Ein Krankenhaus mit Platz für 100 bis 120 Menschen
Sehr freundlich und geduldig seien die Erwachsenen und vor allem die Kinder gewesen, die er als Arzt im Krankenhaus im Osten des Landes kennenlernte, erzählt Schildhauer. Das Braun Memorial Hospital, das direkt am Mape River liegt, hat 100 bis 120 Betten. Es hat eine internistische, chirurgische, eine Kinder- und Geburtshilfeabteilung sowie eine offene und ein geschlossene TBC-Abteilung. Rund 500 Kinder kommen dort im Jahr zur Welt. Das Hospital betreibt eine eigene Schwesternschule. Und die große Ambulanz ist Anlaufstelle für Kranke aus der ganzen Region.

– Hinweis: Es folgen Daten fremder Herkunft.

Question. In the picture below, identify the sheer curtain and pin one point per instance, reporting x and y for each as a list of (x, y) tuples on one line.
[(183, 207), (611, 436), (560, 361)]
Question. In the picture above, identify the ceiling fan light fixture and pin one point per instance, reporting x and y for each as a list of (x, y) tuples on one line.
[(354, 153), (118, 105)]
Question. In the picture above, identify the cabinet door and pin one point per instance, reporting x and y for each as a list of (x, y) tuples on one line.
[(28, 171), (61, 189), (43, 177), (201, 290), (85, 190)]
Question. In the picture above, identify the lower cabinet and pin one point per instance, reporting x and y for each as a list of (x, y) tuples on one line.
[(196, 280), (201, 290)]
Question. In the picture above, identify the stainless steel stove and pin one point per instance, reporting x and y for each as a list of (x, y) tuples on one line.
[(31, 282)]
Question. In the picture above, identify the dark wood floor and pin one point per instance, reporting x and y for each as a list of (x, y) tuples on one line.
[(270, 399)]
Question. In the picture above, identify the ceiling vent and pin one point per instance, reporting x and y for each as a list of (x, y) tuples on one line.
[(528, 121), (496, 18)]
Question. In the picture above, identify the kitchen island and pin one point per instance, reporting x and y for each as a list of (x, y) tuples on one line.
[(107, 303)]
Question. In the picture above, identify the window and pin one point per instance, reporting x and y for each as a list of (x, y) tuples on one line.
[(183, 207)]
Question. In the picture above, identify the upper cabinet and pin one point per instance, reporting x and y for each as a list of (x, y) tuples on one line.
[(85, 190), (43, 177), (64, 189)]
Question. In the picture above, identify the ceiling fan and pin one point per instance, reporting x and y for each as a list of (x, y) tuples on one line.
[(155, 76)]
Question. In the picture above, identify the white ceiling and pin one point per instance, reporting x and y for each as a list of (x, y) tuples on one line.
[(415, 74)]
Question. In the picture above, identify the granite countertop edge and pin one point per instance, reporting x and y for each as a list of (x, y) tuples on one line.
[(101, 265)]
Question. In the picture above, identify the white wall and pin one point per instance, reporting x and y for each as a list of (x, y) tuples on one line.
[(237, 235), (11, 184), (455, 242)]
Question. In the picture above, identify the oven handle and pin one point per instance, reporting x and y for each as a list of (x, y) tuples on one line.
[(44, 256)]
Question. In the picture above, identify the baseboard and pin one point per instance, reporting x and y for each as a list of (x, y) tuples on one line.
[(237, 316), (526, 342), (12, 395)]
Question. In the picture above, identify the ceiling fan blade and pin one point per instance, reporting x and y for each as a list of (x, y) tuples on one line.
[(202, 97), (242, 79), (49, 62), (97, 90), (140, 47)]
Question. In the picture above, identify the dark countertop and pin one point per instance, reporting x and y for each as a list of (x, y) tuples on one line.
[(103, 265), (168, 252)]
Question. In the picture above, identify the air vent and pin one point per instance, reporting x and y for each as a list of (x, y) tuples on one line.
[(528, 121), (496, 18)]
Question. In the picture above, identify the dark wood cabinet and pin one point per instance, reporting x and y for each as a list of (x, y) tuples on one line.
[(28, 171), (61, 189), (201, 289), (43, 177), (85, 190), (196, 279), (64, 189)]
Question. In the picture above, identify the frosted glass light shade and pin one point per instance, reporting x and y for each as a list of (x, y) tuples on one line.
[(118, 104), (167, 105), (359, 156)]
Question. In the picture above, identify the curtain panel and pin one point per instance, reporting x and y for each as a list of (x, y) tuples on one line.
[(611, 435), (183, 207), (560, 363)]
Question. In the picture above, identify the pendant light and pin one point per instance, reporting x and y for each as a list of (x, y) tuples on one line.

Der Chirurg aus Haßfurt ist sich sicher: "Da wird eine gute Arbeit geleistet, die Ausbildung des medizinischen Personals ist gut". Dennoch gebe es zu wenig medizinische Versorgung. Der Staat halte pro Distrikt eine Klinik und zwei bis vier Gesundheitszentren vor, deshalb seien private und kirchliche Krankenhäuser lebenswichtige Ergänzungen. "Meist war ich der einzige Chirurg", erinnert Schildhauer sich. "Wenn wir nicht da sind, dann bekommt ein Teil dieser Menschen keine Behandlung", erklärt er seine eigene Motivation und auch die vieler seiner Kollegen. Ohnehin gebe es in den Hospitälern "nur" die Behandlung. Jeder Patient müsse eine Pflegeperson mitbringen, die auch für das Essen sorgt.
Trotz seiner großen Erfahrung, die er als Chirurg und Chefarzt in Haßfurt sammeln konnte, stand Hubert Schildhauer in Papua Neuguinea immer wieder vor großen Herausforderungen: Etwa als er erstmals seit seiner Assistenzarztzeit einen Schädelbruch operieren musste. Oder als in einem anderen Fall eine Fahrradspeiche in der Brust eines Jungen steckte. Warum macht man all das auch weit über den 80. Geburtstag hinaus? "Weil man es kann, weil es dort gebraucht wird," lautet Schildhauers kurze Antwort. "Das sind keine Opfer, die man da bringt, das ist schöne Arbeit", sagt er und hofft, dass sich wieder neue Ärztinnen und Ärzte finden, die sich der Mission anschließen.